DOJ Heightens Focus on Hospital Systems and Market Allocation

On April 14, 2016, the U.S. Department of Justice and two West Virginia hospitals entered into a consent decree requiring the hospitals to cease allocating territories for marketing their healthcare services.  The complaint and consent decree can be viewed here and here.  This consent decree follows a similar consent decree that the DOJ entered into with three Michigan hospitals in June 2015, perhaps signaling the DOJ’s increased focused in policing allegedly anticompetitive agreements among hospitals and medical centers.

The DOJ challenged an alleged agreement between Charleston Area Medical Center (“CAMC”) and St. Mary’s Medical Center (“St. Mary’s”) not to advertise in each other’s geographic territories.  According to the DOJ’s complaint, although executives at both defendants testified that marketing is an important strategy to increase the number of patients and market share, CAMC and St. Mary’s agreed not to place print or billboard advertisements in each other’s respective counties.  The DOJ alleged that the agreement disrupted the competitive process, deprived patients of information they otherwise would have had to make informed healthcare decisions, and denied physicians working for the defendants the opportunity to advertise their services to potential patients.  The DOJ’s complaint asserted a violation of Section 1 of the Sherman Act.

In the consent decree, filed simultaneously with the DOJ’s complaint in the Southern District of West Virginia, CAMC and St. Mary’s agreed to a proposed settlement prohibiting them from agreeing with other healthcare providers to limit marketing or to allocate any service, customer, or geographic market or territory, unless the agreement is reasonably necessary to further a procompetitive purpose concerning the joint provision of medical services.  The defendants also agreed not to communicate with each other about their marketing activities, with limited exceptions, such as communications relating to the joint provision of services, transactions, or potentially false or misleading advertisements.  The hospitals further agreed to implement compliance programs to prevent any future unlawful market allocation activities.

As noted above, the West Virginia consent decree marks the second time in the past year that the DOJ has filed a complaint against hospitals alleging agreements to allocate territories and limit competition.   On June 25, 2015, the DOJ sued four Michigan hospital systems in the Eastern District of Michigan – Hillsdale Community Health Center, Community Health Center of Branch County, ProMedica Health System, and Allegiance Health – alleging that Hillsdale entered into agreements with each of the other defendants not to conduct marketing activities in each other’s respective counties.  The complaint alleged, among other things, that the agreements deprived patients, physicians and employers of information they otherwise would have had when making healthcare decisions.  Hillsdale, Community Health and ProMedica entered into the consent decree which, like the West Virginia consent decree, requires the hospitals to refrain from agreeing with other providers to limit marketing or divide geographic markets or territories, stop communicating with each other about marketing activities (subject to limited exceptions), and to implement compliance programs.  The complaint and consent decree can be viewed here and here.  Allegiance did not enter into the consent decree and is continuing to litigate against the DOJ.

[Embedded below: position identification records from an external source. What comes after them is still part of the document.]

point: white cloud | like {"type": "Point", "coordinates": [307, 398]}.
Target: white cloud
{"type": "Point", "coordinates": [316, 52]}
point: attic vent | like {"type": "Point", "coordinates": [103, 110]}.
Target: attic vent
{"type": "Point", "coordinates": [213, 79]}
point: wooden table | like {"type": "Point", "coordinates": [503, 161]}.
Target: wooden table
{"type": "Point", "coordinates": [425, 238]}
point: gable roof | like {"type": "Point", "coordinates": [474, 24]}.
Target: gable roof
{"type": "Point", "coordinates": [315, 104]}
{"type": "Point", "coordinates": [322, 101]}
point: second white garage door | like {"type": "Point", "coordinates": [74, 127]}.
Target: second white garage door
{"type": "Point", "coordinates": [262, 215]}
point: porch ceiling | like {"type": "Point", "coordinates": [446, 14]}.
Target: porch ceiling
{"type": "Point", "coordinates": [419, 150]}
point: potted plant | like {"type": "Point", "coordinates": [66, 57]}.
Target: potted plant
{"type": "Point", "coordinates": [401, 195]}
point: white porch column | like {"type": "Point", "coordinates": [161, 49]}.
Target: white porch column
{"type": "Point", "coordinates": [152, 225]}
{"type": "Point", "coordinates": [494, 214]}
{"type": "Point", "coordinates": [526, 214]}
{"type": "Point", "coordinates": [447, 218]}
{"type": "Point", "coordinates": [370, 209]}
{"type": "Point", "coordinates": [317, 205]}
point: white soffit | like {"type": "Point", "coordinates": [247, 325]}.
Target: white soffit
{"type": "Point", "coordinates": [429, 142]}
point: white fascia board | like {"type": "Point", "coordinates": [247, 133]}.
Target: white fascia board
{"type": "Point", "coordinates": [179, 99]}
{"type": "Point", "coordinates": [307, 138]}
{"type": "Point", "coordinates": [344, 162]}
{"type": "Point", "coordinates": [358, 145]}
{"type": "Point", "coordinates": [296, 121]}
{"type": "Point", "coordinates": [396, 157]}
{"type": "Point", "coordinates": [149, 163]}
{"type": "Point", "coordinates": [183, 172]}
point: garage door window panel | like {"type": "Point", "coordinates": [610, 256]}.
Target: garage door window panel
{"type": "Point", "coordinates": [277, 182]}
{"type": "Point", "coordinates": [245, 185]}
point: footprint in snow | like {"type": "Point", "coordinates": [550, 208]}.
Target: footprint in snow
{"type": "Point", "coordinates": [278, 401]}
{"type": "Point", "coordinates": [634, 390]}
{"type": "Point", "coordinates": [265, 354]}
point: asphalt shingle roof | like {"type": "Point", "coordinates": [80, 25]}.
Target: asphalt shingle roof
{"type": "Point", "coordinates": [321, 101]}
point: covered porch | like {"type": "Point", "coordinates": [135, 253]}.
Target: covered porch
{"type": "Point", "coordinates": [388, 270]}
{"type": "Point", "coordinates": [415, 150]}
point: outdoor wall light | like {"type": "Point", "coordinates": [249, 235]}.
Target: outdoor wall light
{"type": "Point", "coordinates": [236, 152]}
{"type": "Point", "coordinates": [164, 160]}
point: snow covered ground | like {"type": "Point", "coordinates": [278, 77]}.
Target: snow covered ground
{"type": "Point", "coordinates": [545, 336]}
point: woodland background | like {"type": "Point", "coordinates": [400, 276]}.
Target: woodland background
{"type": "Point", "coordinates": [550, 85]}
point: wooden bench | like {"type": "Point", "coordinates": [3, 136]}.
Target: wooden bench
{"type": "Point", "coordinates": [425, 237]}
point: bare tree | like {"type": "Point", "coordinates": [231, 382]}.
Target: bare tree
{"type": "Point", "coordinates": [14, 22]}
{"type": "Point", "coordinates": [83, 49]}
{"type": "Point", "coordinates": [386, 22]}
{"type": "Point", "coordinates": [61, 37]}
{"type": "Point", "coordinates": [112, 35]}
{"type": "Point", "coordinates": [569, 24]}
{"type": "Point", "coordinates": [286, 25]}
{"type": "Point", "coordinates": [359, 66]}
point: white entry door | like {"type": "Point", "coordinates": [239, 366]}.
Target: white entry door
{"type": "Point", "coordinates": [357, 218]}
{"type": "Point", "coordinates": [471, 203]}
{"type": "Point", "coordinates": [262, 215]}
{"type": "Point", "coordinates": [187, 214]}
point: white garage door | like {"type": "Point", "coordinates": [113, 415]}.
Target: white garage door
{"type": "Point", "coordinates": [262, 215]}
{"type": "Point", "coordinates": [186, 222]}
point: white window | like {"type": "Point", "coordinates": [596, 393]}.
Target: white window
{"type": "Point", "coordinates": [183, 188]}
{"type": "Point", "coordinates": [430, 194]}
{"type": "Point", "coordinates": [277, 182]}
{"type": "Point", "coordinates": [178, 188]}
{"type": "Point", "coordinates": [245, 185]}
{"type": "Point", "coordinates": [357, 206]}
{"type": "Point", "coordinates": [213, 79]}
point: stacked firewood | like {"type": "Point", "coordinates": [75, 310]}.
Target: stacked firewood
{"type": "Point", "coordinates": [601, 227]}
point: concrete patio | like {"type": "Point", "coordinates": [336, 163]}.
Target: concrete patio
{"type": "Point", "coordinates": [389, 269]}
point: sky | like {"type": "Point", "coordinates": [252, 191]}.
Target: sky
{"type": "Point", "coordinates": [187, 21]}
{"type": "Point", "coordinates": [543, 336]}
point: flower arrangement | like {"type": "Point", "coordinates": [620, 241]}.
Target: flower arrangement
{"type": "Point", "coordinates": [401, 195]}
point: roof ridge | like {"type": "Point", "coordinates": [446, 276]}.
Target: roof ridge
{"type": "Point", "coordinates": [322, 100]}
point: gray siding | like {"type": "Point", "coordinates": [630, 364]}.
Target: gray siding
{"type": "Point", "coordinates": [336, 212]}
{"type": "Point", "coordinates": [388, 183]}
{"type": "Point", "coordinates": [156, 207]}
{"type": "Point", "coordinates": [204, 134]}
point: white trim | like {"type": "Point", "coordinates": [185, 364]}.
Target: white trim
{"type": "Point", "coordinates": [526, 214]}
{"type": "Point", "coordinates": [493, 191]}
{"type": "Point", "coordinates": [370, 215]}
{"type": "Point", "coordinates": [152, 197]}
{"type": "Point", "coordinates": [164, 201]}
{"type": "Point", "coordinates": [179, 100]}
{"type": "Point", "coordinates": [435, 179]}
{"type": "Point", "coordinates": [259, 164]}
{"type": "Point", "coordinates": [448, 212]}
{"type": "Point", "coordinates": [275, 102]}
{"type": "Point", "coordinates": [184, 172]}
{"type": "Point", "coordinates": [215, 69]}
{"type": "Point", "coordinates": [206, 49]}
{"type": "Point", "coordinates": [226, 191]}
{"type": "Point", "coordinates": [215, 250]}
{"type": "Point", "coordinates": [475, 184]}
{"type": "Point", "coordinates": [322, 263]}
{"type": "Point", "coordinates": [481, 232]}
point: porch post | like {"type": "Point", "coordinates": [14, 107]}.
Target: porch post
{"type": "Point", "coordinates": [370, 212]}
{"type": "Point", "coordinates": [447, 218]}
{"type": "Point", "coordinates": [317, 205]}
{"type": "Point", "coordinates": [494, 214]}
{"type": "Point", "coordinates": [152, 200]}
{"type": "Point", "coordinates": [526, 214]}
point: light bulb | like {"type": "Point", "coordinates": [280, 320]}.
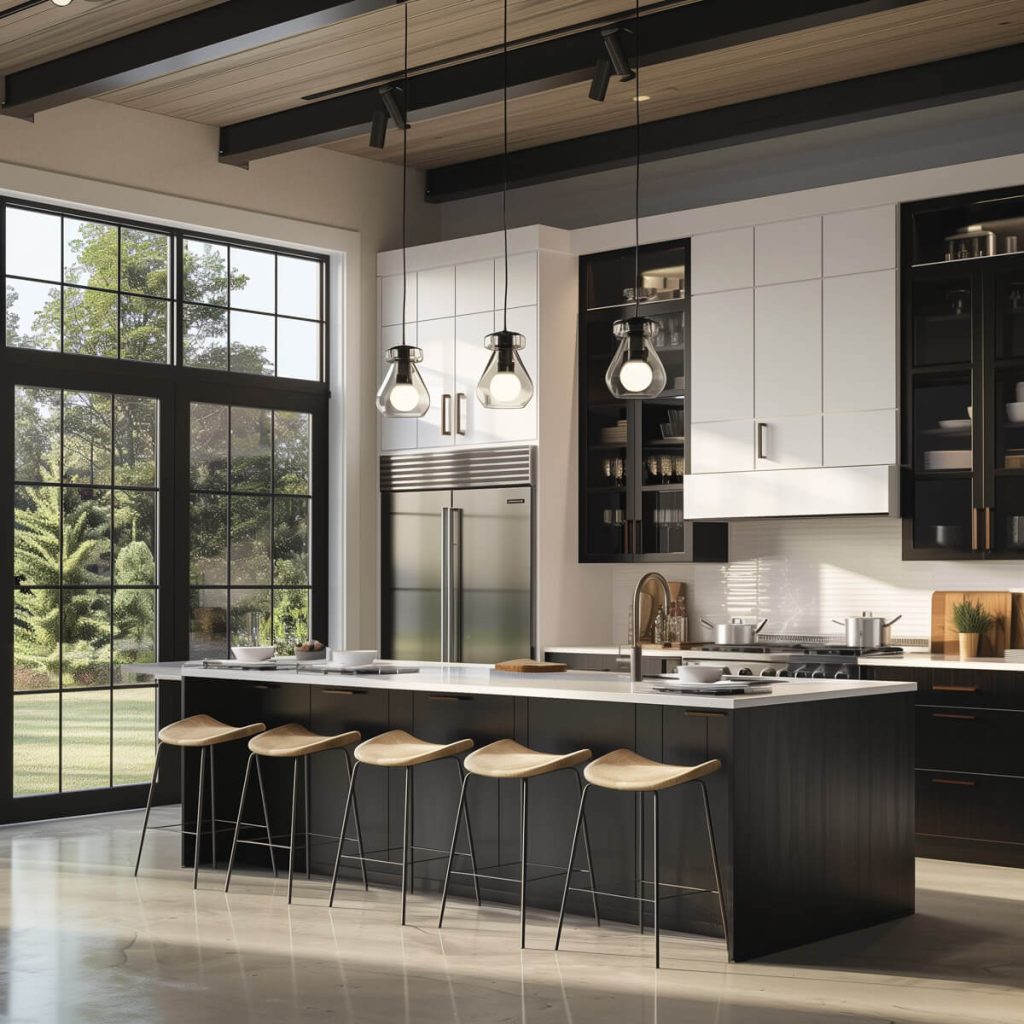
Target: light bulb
{"type": "Point", "coordinates": [505, 387]}
{"type": "Point", "coordinates": [636, 375]}
{"type": "Point", "coordinates": [403, 397]}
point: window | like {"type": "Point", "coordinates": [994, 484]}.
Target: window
{"type": "Point", "coordinates": [249, 528]}
{"type": "Point", "coordinates": [85, 563]}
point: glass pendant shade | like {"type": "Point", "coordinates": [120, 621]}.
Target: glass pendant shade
{"type": "Point", "coordinates": [402, 394]}
{"type": "Point", "coordinates": [505, 383]}
{"type": "Point", "coordinates": [636, 371]}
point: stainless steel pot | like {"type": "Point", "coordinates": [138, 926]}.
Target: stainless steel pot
{"type": "Point", "coordinates": [735, 632]}
{"type": "Point", "coordinates": [866, 630]}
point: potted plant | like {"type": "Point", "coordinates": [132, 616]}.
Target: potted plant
{"type": "Point", "coordinates": [971, 621]}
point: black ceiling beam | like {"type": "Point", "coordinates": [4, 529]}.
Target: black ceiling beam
{"type": "Point", "coordinates": [211, 34]}
{"type": "Point", "coordinates": [668, 34]}
{"type": "Point", "coordinates": [953, 80]}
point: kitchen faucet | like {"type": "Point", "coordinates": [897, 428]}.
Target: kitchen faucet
{"type": "Point", "coordinates": [636, 652]}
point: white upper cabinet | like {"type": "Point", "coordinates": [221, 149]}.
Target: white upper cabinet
{"type": "Point", "coordinates": [721, 261]}
{"type": "Point", "coordinates": [787, 349]}
{"type": "Point", "coordinates": [787, 250]}
{"type": "Point", "coordinates": [435, 293]}
{"type": "Point", "coordinates": [474, 287]}
{"type": "Point", "coordinates": [390, 293]}
{"type": "Point", "coordinates": [858, 241]}
{"type": "Point", "coordinates": [722, 355]}
{"type": "Point", "coordinates": [859, 341]}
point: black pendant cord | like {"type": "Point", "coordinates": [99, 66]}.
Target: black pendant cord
{"type": "Point", "coordinates": [404, 168]}
{"type": "Point", "coordinates": [505, 158]}
{"type": "Point", "coordinates": [636, 186]}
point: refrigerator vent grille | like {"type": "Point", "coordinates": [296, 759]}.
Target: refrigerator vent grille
{"type": "Point", "coordinates": [508, 467]}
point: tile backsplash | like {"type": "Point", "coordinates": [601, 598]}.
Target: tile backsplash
{"type": "Point", "coordinates": [801, 573]}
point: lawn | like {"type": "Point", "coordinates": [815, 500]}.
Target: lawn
{"type": "Point", "coordinates": [88, 759]}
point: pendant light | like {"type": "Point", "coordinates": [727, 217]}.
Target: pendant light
{"type": "Point", "coordinates": [402, 394]}
{"type": "Point", "coordinates": [505, 383]}
{"type": "Point", "coordinates": [636, 370]}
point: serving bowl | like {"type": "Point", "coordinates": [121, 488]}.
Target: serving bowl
{"type": "Point", "coordinates": [253, 653]}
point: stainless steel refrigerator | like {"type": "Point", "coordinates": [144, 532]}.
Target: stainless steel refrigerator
{"type": "Point", "coordinates": [457, 544]}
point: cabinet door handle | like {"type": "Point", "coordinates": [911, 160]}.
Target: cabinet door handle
{"type": "Point", "coordinates": [762, 440]}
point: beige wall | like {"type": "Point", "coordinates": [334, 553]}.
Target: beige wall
{"type": "Point", "coordinates": [134, 162]}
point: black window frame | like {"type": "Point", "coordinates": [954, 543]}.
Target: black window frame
{"type": "Point", "coordinates": [176, 387]}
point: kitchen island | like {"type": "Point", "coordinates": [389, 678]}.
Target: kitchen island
{"type": "Point", "coordinates": [813, 809]}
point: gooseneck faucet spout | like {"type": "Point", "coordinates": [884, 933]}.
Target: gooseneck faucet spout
{"type": "Point", "coordinates": [636, 652]}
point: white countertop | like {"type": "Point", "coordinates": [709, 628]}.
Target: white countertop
{"type": "Point", "coordinates": [481, 679]}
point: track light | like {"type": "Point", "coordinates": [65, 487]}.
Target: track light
{"type": "Point", "coordinates": [599, 83]}
{"type": "Point", "coordinates": [378, 129]}
{"type": "Point", "coordinates": [613, 46]}
{"type": "Point", "coordinates": [389, 96]}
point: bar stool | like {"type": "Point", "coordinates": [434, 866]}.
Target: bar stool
{"type": "Point", "coordinates": [297, 742]}
{"type": "Point", "coordinates": [203, 732]}
{"type": "Point", "coordinates": [507, 759]}
{"type": "Point", "coordinates": [629, 772]}
{"type": "Point", "coordinates": [398, 749]}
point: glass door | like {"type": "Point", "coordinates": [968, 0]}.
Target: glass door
{"type": "Point", "coordinates": [84, 525]}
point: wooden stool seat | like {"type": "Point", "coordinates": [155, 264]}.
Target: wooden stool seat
{"type": "Point", "coordinates": [294, 740]}
{"type": "Point", "coordinates": [202, 730]}
{"type": "Point", "coordinates": [398, 749]}
{"type": "Point", "coordinates": [507, 759]}
{"type": "Point", "coordinates": [628, 771]}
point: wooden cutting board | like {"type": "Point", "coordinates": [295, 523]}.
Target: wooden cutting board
{"type": "Point", "coordinates": [998, 603]}
{"type": "Point", "coordinates": [528, 665]}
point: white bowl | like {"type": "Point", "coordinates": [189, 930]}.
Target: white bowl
{"type": "Point", "coordinates": [699, 673]}
{"type": "Point", "coordinates": [352, 658]}
{"type": "Point", "coordinates": [253, 653]}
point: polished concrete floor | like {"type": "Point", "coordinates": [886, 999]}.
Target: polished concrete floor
{"type": "Point", "coordinates": [83, 941]}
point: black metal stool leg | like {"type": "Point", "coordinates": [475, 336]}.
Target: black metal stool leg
{"type": "Point", "coordinates": [291, 841]}
{"type": "Point", "coordinates": [455, 840]}
{"type": "Point", "coordinates": [199, 818]}
{"type": "Point", "coordinates": [568, 868]}
{"type": "Point", "coordinates": [238, 822]}
{"type": "Point", "coordinates": [213, 814]}
{"type": "Point", "coordinates": [355, 818]}
{"type": "Point", "coordinates": [148, 805]}
{"type": "Point", "coordinates": [341, 838]}
{"type": "Point", "coordinates": [266, 814]}
{"type": "Point", "coordinates": [406, 841]}
{"type": "Point", "coordinates": [523, 809]}
{"type": "Point", "coordinates": [590, 860]}
{"type": "Point", "coordinates": [657, 889]}
{"type": "Point", "coordinates": [714, 861]}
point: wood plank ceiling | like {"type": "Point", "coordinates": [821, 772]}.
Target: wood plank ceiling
{"type": "Point", "coordinates": [282, 75]}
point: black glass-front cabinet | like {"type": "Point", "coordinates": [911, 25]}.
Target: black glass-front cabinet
{"type": "Point", "coordinates": [633, 452]}
{"type": "Point", "coordinates": [964, 378]}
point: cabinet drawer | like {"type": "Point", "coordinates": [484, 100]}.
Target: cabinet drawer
{"type": "Point", "coordinates": [971, 739]}
{"type": "Point", "coordinates": [965, 806]}
{"type": "Point", "coordinates": [972, 689]}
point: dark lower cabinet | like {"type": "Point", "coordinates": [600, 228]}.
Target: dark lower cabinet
{"type": "Point", "coordinates": [969, 763]}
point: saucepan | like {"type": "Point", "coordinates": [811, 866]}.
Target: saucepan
{"type": "Point", "coordinates": [735, 632]}
{"type": "Point", "coordinates": [866, 630]}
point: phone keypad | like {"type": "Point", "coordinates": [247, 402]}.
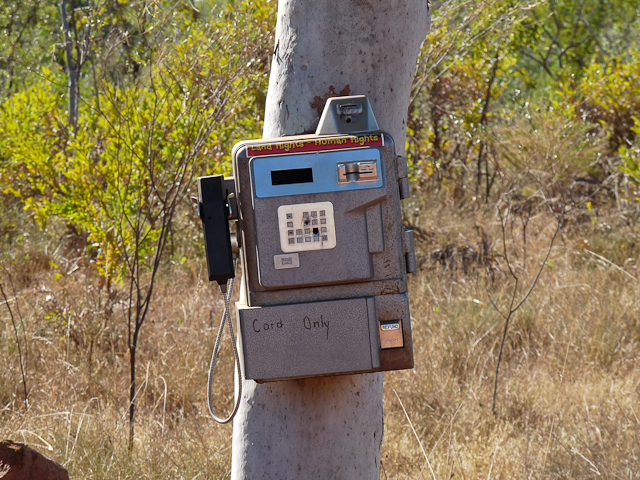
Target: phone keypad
{"type": "Point", "coordinates": [306, 226]}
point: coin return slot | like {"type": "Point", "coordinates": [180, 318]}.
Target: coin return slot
{"type": "Point", "coordinates": [391, 334]}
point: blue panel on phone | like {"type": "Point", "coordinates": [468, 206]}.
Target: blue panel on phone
{"type": "Point", "coordinates": [281, 175]}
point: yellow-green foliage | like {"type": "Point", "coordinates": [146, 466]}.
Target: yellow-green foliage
{"type": "Point", "coordinates": [138, 142]}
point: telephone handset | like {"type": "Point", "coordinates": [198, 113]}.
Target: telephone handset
{"type": "Point", "coordinates": [215, 211]}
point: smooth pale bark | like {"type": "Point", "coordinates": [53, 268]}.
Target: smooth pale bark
{"type": "Point", "coordinates": [328, 427]}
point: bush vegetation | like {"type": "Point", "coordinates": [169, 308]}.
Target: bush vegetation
{"type": "Point", "coordinates": [525, 161]}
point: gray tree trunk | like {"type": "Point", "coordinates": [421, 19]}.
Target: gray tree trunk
{"type": "Point", "coordinates": [328, 427]}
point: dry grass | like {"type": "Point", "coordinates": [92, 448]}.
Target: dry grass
{"type": "Point", "coordinates": [568, 402]}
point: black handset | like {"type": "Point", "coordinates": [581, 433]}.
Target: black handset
{"type": "Point", "coordinates": [214, 212]}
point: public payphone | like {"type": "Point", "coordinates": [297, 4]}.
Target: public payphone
{"type": "Point", "coordinates": [323, 253]}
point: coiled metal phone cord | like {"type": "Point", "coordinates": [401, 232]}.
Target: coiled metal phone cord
{"type": "Point", "coordinates": [226, 318]}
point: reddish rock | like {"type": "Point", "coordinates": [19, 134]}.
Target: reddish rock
{"type": "Point", "coordinates": [20, 462]}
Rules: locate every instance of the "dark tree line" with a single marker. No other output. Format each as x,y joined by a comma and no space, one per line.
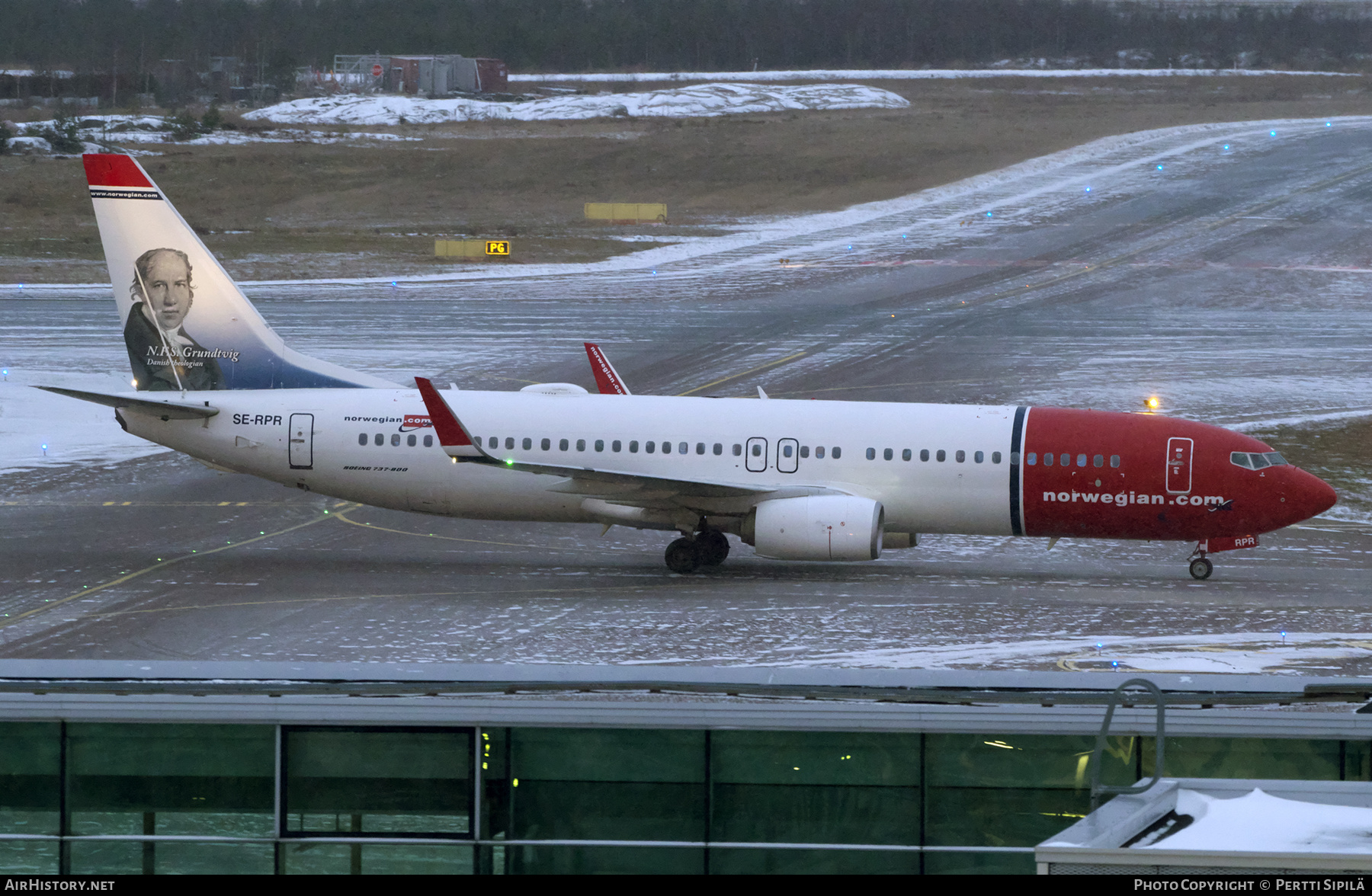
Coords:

Prior to these two cases, the DOJ had not prosecuted a market allocation case against hospital systems in 10 years – the last one being a February 2006 lawsuit, also against CAMC and another West Virginia hospital, HCA Inc., in which HCA agreed not to develop a cardiac surgery program in a county near CAMC.  The most recent West Virginia consent decree and the Michigan consent decree may signal increased focus at the DOJ in scrutinizing agreements between hospital systems.  In the past, the DOJ has typically focused on more commonly pursued market allocation claims with broader allegations, such as bid-rigging or restrictions on sales themselves.   Hospitals and other healthcare providers should be on the lookout for future activity in this sector.